The free wildfire publication makes it easy to understand fuel reduction permits on private land – Forest Research and Access

UCCE’s forest consultant helps landowners, community groups determine the best project options

As Californians prepare for another year of drought and an expected high fire season, landowners and organizations across California are working to reduce the amount of forest fuels — flammable woody material — that can threaten their properties and communities.

For most, however, their urgent efforts have been met with a major speed shock: the vast rulebook, in the depths of which are other information, the permits required before people can treat or dispose of the fuels – as well as the many associated requirements, restrictions and regulations.

“The California Forestry Practice Rules are 410 pages, in font size 6,” said Jana Valachovich, UC Cooperative Extension forestry consultant and registered professional forester. “It’s not easy even for an experienced forester to try to figure out what kind of permission vehicles are given in the manual.”

To help private landowners and community groups navigate the rules and determine their most cost-effective options, Valachovich pioneered a new guide, “Planning and Permitting Forest Fuel Mitigation Projects on Private Lands in California,” available for free. Resources in the UC Agriculture and Natural Resources Catalog.

“We tried to create a system where all the permissions are placed side by side and we put a decision tree framework to help make it easier,” said Valachovic, highlighting the publication’s tables that break down the project’s goals and metrics. A license applicant should consider this when weighing their options.

Considerations include whether the project is pre-fire or post-fire, the location and extent of trees targeted for destruction, site conditions before and after the project, potential timeframes, commercial options and, crucially, budget constraints.
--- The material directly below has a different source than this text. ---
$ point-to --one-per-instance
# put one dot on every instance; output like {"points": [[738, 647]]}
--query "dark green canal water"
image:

The permitting process can account for one-third of total project costs.

A primer on planning and preparation

Chris Curtis, forest ranger for CAL FIRE’s Humboldt-Del Norte Unit, said he and his colleagues are grateful for the new tool and plan to use it as a “countermeasure” for community members. Charts detailing timber harvesting regulations and funding sources are particularly helpful, he added.
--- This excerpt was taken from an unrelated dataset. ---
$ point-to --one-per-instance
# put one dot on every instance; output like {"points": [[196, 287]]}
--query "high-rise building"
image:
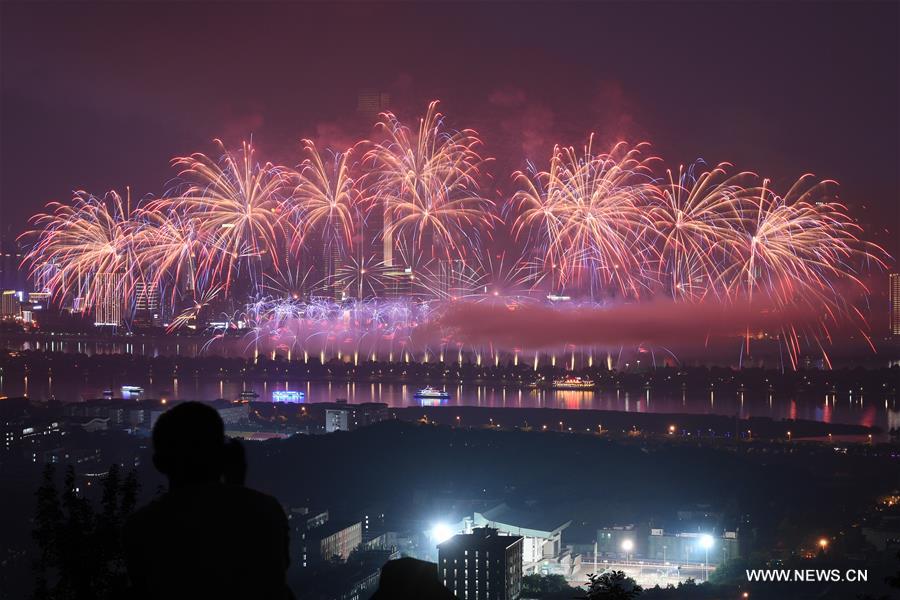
{"points": [[482, 565], [336, 420], [12, 277], [370, 103], [109, 300], [895, 304], [146, 304], [10, 304]]}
“These will provide a starting point for sorting out multiple commercial logging documents and funding options for an oil recovery project,” Curtis said. “A landowner is guided by the few options that seem most appropriate, and this resource professional facilitates that person in choosing the most appropriate permit.”
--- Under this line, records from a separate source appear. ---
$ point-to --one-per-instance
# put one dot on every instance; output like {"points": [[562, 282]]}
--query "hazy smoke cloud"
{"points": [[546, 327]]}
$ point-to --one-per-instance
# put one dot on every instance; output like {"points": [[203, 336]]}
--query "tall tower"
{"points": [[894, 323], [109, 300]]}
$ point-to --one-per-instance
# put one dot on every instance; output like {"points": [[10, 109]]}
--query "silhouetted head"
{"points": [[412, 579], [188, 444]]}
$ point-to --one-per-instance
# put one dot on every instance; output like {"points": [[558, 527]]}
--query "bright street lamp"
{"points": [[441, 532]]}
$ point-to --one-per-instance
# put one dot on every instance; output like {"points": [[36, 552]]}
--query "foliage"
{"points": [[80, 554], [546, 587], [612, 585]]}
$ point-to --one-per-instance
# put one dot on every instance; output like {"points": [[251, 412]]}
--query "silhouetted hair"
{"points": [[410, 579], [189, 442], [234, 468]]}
The publication helps prepare the landowner or community entity (such as conservation districts, fire councils or other relevant groups) for the types of questions that may come up during pre-planning discussions with a registered professional forester or RPF.

Just as a homeowner would consult with a contractor before approving a construction project, landowners and community groups should consult with the RPF, Valcovich said. RPFs have specialized expertise in forest management laws and regulations related to water, air quality and endangered species protection and the issuance of permit documents.

“That’s what I do in my job: landowners come to me and we start talking about goals and objectives,” she said. “We start thinking about possible timelines — which goals are short-term, which are long-term — and how we can put an action plan in place to help those landowners achieve their goals.

Long term projects, short term measures

Among the many practical tips listed in this guide, Valachovich emphasized one in particular: When landowners first dip their toes into fuel mitigation, keep the project “simple and realistic.”

And while even small projects can be expensive this year due to high costs of gas, equipment and supplies, fuel reduction projects can take months to develop and implement, so now is still “a good time to plan.”

In the short term, however, Valachovich urges Californians to fortify their homes, manage the fuel (ie landscape plants, stockpiled wood, tall grass, etc.) right next to them with extremely dry conditions in the state. designing and evaluating home, and family emergency plans; See the UC ANR Wildfire Preparedness page for details and resources.

“There are many quick steps people can take this year to reduce their wildfire risk and prepare for the unexpected,” she said.

In addition to Valachovich, “Planning and Permitting of Forest Fuel Reduction Projects on Private Lands in California,” BBW Associates and Britta Goldstein are co-authors of UCCE staff research in Humboldt and Del Norte counties; Both are registered by professional foresters.